The next morning, Rosalie Sears gave an interesting talk on the use of 3D tissue bioprinters to generate tumour tissue, as well as normal healthy tissue. Printer ‘ink’ 1 (consisting of endothelial cells, fibroblasts, and immune cells) is added first; printer ‘ink’ 2 (cancer cells) is then added to look at tissue distribution and assess cell interactions. Unfortunately, only a few labs have access to such advanced technology but this could change over the next 5-10 years as the set-up cost inevitably drops. Later that day, Lynda Chin talked about data she has collected using ChromHMM, a computational tool set up by Ernst and Kellis for predicting chromatin ‘states’ (based on combinations of chromatin marks) and characterizing their biological functions.
On the third and final day, Mike Schatz kicked off proceedings with a ‘bioinformatics challenge’ relating to single-cell CNV analysis. The challenge has become a regular feature of ‘Beyond the Genome’, encouraging students, postdocs, and analysts in the audience to get “down and dirty with data to solve an informatics problem as quickly as possible” (as Mike puts it). The task opened up to the floor this year (“should you chose to accept it”) was to resolve the population structure of a collection of cells, establishing which cells were in the same clone and, for each clone, which was the most highly amplified oncogene. Schatz provided data for simulated single-cell sequencing of a population of 9 cells with 250k reads per cell (all for chromosome 1 (not whole genome) at 0.5x coverage). He also provided a list of 100 candidate genes. As this coverage is too sparse to identify point mutations, the genome must be divided into “bins” (with 50-100 reads/bin) before mapping the reads and counting reads/bin. Copy number variations in a single cell can be identified as bins with significantly fewer or significantly more reads, and the population structure can be examined by finding cells with the same patterns of bin counts (see our Protocol on this).

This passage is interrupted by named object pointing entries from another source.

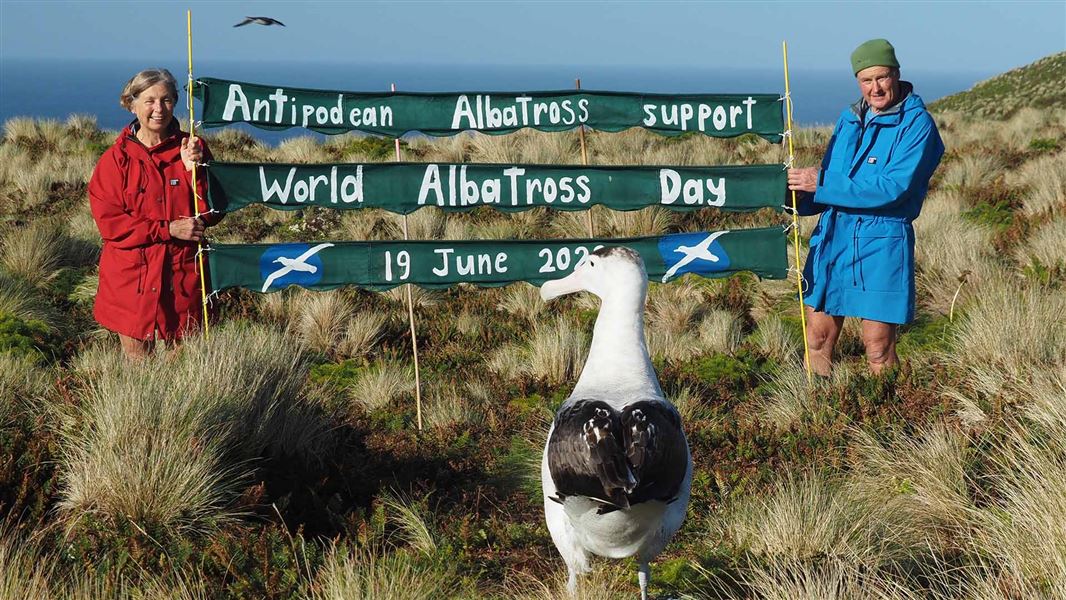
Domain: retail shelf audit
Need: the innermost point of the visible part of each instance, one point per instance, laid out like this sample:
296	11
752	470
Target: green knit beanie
874	53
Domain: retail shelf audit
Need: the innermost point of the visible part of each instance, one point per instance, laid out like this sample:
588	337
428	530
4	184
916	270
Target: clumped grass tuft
607	581
1045	182
320	319
23	572
555	353
1046	246
303	149
382	383
377	573
521	300
720	331
973	171
1013	328
777	341
808	516
161	441
951	254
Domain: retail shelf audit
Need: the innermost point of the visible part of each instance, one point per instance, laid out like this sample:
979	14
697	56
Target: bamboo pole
795	220
192	132
584	161
410	313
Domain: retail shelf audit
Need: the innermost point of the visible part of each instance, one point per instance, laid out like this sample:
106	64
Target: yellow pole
795	220
192	132
410	317
584	161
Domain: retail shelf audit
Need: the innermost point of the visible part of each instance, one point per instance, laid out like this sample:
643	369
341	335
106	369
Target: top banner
393	114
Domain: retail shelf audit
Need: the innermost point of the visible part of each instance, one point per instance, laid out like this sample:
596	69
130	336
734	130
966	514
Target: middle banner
404	188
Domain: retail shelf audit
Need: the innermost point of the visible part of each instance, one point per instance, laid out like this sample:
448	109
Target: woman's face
154	109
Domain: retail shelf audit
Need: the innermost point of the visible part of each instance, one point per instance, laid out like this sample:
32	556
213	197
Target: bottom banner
380	265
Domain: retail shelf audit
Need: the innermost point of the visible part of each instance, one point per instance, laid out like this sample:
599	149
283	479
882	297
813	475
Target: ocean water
58	88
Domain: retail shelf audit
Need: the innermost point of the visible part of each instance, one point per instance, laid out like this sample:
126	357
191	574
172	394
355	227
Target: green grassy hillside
1038	85
279	458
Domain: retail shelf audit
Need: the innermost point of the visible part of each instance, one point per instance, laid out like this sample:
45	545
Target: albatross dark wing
586	454
656	450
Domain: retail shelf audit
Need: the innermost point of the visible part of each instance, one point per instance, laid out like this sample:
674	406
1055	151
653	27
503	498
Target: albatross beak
568	285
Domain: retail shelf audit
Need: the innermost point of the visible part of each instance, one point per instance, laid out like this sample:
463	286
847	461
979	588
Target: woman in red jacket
141	196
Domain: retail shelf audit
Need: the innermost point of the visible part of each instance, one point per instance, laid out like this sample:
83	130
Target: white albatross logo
699	252
290	264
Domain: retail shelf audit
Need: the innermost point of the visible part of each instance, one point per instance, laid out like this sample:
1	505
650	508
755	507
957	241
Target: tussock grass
521	300
776	341
607	581
1046	245
496	148
22	382
720	331
973	171
377	573
555	352
370	224
1014	328
420	297
361	334
303	149
1045	182
673	318
924	477
448	404
37	253
1023	534
791	401
948	248
20	130
808	516
384	382
23	572
23	301
410	520
320	319
828	580
161	441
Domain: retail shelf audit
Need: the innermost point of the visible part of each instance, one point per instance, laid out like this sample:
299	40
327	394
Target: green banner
380	265
393	114
404	188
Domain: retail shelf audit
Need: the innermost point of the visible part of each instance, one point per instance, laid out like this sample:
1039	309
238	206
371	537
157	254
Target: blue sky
962	36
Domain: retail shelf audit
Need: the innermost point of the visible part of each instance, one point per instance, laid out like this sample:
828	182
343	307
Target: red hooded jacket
149	281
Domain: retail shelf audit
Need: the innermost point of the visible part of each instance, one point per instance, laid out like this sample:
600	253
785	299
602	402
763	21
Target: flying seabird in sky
616	469
259	20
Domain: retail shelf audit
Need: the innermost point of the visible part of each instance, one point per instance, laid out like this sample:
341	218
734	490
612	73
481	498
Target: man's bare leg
879	341
822	333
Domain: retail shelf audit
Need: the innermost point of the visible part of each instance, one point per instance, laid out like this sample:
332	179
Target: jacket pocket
878	249
126	269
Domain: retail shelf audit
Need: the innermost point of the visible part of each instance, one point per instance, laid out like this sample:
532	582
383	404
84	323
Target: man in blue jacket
869	189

After an initial flurry of activity as people rose to the challenge, the audience settled down to hear Nils Gehlenborg talk about the applications of StratomeX, an interactive visualization tool he developed in the Park lab to compare differences in molecular profiles across patient sets. Then, just after lunch, Schatz announced the winner of the bioinformatics challenge; René Böttcher, a PhD student in Guido Jenster’s lab in the Erasmus Medical Center in Rotterdam, was the first to solve the challenge in just over 1 hour (congratulations, René!). As the closing remarks drew nearer, Peter Park gave a fantastic talk on the different single-cell sequencing approaches, with tips on comparing data obtained using different techniques (e.g. GC bias with MDA sequencing, better read-depth stability at large scales with MALBEC than with MDA, more consistent depth at small scales with MDA, etc.). Shortly afterwards, a sea of smiling faces left the auditorium, with many promises to return next year.